So they go into the first game of the championship as the big tip of the opening weekend. Laois should have fallen to them last year at this stage but Longford made no use of a second-half gale in Portlaoise and lost by a point.

It was a careless defeat, a callow team kicking bad wides from dumb angles. Laois walked into cuffings from Dublin and Kildare afterwards and have just been relegated from Division One.

Longford are coming in on the back of two promotions in two years. Perfect ambush scenario.

“There’s a great optimism about it now,” says Rowley. “Everything is going for us. We have momentum, we have the home venue, our players are playing well and have good confidence. That’s going to give us huge impetus to win.

“But if we don’t win, it will knock us back a bit as well. . . .

“We’d just worry if there’s another gear there. Some teams peak for championship, the big teams in the country get through the league and aim at the championship. Longford haven’t won a Leinster championship game in four years. This is the sort of game they have to be winning because Laois are not going to win the Leinster Championship.”

Rowley lived through plenty of barren years where he knew better than to waste his anxiety on the outcome. In 1988 they beat Westmeath and Wicklow to make a semi-final against Dublin but even that ended in ignominy with an 18-point torching. Legend has it that 10 minutes from the end that day, a voice came over the PA system announcing that, “the gates are now open for Longford supporters . . .”

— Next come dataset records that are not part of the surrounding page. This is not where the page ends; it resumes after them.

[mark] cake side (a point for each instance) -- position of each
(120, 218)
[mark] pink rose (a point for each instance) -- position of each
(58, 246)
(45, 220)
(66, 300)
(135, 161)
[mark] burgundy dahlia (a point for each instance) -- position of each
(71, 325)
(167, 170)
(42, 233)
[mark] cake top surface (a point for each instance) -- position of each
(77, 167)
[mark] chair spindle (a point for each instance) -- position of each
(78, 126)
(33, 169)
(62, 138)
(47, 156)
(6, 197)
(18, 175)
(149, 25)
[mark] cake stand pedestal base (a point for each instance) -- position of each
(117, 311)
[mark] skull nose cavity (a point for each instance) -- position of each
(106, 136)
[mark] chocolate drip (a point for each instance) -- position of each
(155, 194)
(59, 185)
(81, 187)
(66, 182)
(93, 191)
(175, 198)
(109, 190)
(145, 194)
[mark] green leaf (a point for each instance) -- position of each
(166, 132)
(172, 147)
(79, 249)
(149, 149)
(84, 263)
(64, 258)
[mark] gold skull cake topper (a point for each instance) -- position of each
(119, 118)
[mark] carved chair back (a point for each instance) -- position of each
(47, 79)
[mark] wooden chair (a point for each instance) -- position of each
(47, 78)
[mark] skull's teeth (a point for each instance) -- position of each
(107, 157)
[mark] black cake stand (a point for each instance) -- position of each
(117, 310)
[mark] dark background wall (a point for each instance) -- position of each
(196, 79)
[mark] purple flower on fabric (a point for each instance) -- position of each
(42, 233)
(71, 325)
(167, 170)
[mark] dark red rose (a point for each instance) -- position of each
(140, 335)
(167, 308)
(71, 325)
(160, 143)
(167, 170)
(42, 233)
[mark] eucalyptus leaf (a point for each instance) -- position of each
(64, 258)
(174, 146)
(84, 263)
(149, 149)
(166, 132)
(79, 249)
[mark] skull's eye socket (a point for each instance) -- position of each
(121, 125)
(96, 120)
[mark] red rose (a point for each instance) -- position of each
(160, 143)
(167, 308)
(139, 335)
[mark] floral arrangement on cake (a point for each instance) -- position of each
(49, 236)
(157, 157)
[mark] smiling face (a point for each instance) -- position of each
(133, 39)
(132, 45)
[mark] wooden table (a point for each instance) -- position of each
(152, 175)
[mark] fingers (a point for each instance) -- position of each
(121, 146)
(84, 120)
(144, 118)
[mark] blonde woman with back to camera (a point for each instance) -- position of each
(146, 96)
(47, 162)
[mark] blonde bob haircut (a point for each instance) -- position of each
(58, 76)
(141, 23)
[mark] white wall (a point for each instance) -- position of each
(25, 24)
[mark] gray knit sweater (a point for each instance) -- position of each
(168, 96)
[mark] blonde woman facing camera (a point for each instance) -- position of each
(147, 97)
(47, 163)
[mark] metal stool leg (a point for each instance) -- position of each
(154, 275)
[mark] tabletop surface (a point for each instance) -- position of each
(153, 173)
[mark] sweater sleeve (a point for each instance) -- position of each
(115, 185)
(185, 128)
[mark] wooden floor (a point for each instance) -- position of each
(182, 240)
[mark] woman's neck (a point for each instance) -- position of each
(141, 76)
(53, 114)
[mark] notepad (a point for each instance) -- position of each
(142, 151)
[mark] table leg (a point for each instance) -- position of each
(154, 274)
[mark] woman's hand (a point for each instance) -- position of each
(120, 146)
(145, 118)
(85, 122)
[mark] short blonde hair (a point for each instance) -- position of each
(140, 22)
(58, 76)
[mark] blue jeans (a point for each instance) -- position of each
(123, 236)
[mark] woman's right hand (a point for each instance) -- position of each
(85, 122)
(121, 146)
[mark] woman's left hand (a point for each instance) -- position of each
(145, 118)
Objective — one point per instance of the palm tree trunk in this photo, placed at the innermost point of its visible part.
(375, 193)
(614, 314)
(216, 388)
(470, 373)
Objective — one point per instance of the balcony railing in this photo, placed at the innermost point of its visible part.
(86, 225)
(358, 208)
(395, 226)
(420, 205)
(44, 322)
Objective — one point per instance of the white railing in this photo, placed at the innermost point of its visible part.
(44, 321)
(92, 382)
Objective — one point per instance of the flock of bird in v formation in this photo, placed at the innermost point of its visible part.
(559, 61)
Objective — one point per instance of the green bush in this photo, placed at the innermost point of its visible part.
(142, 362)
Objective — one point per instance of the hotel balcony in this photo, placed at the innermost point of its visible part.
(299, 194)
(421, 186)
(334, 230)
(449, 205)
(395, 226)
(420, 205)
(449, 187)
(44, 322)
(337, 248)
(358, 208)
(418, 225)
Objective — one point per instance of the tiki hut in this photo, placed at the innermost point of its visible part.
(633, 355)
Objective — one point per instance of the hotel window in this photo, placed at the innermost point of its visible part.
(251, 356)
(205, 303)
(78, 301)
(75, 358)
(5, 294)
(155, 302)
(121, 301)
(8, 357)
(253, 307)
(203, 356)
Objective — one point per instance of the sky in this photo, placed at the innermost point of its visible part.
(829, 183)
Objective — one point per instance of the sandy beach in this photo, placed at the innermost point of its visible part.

“I saw years in the 80s and 90s where we were lambs to the slaughter no matter who we met in the championship,” says Rowley. “We have moved out of that category now. We won two Leinster minor championships in the past decade and were in three under-21 finals. We’re not afraid of any team out there and the lads have learned how to win.

“Longford need decent conditions because they have a light, young team and that counted against them last year when the wind was very bad and the scoring was very low. Laois have five big men picked across the middle of the field and Longford will have to run the ball through them. They’re not good at winning primary possession on their own kick-out but they are pretty good at moving the ball and if Laois don’t press them in their backline, Longford will set up enough play to get enough scores.”

They haven’t won a game in Leinster since 2007. They haven’t beaten Laois in the championship since 1968. It’s hard to think they’ve ever had a better chance to right those wrongs.